By ALI RAZA
The City of Toronto enters Stage 3 of the province’s reopening plan, after fewer cases of COVID-19 were reported five weeks after the city moved into Stage 2.
That means on Friday, July 31 – just in time for the Simcoe Day holiday long weekend – nearly all businesses, services, and city facilities can gradually reopen with public health measures in place.
While residents and businesses are both eager to return to normalcy, Beaches-East York Councillor Brad Bradford said, its important to maintain physical distancing, wear a mask indoors, and reduce crowding – especially at the local beaches for the long weekend.
“We’re all eager to get back to some of our regular routines,” he said.
“I’m encouraging everyone to remember that even though we’ve made incredible progress, it could roll back all too quickly if we don’t continue following public health guidelines.”
The province announced July 29 that Toronto and Peel Region were entering Stage 3, while Windsor-Essex remains the only region in Ontario still in Stage 2 of the reopening plan.
As part of the reopening, residents are allowed to participate in social gatherings and organized public events with limits of 50 people for indoor gatherings, and 100 for outdoor gatherings.
Public gatherings are still subject to physical distancing requirements, and residents are still recommended to maintain a 10-person social circle.
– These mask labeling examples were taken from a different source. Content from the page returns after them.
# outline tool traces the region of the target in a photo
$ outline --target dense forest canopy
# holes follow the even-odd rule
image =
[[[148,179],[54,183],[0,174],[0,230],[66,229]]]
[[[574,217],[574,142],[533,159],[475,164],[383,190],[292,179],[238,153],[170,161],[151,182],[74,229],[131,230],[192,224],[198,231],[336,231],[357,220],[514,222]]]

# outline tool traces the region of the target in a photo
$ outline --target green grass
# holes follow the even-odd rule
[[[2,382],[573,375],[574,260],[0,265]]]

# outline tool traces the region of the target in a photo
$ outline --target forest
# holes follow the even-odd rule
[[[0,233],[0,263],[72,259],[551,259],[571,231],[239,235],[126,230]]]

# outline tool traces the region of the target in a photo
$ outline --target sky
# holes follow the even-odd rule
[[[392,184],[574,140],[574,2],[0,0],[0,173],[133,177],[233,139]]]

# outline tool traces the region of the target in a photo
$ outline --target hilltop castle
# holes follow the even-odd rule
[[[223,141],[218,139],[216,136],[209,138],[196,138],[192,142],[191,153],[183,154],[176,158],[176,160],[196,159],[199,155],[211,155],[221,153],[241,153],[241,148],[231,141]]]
The city’s bylaws on physical distancing in public parks and squares remains in effect.
City facilities will also reopen, including playgrounds, community centres, and libraries.
Businesses and services able to reopen include restaurants and bars, sport facilities, some fitness gyms and recreational programs.
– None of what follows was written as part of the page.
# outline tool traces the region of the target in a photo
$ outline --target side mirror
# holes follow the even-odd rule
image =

Businesses and services deemed high-risk, and therefore unable to open include nightclubs, amusement parks, buffet-style food services, saunas and steam rooms, and table games at casinos.
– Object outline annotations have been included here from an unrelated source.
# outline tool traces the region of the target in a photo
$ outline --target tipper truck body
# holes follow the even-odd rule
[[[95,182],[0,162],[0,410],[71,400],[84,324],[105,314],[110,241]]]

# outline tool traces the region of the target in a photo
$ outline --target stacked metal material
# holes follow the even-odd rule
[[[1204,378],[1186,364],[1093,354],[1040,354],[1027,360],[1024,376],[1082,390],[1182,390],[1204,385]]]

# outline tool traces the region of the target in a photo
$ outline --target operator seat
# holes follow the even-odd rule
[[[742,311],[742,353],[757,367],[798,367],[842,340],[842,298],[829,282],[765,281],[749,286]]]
“We are elated that the overwhelming majority of our businesses are able to operate again,” Leslieville BIA coordinator Dominic Cobran said.
“The announcement does a lot to boost consumer confidence.”
Cobran, and other business owners in the community have noted that restaurants and bars have lost seating capacity in light of physical distancing requirements and Stage 2 outdoor patio dining-only rules.
With Stage 3 reopening and indoor-dining permitted again, he’s confident that restaurants and bars in Leslieville and East Toronto can recover – just in time to salvage the remainder of the summer.
“We do realize the virus is still there,” he said. “We’re redoubling our efforts to observe public health protocols.”
“It’s safe to say for a while we’ve seen thing starting to slowly go back to normal,” Cobran added.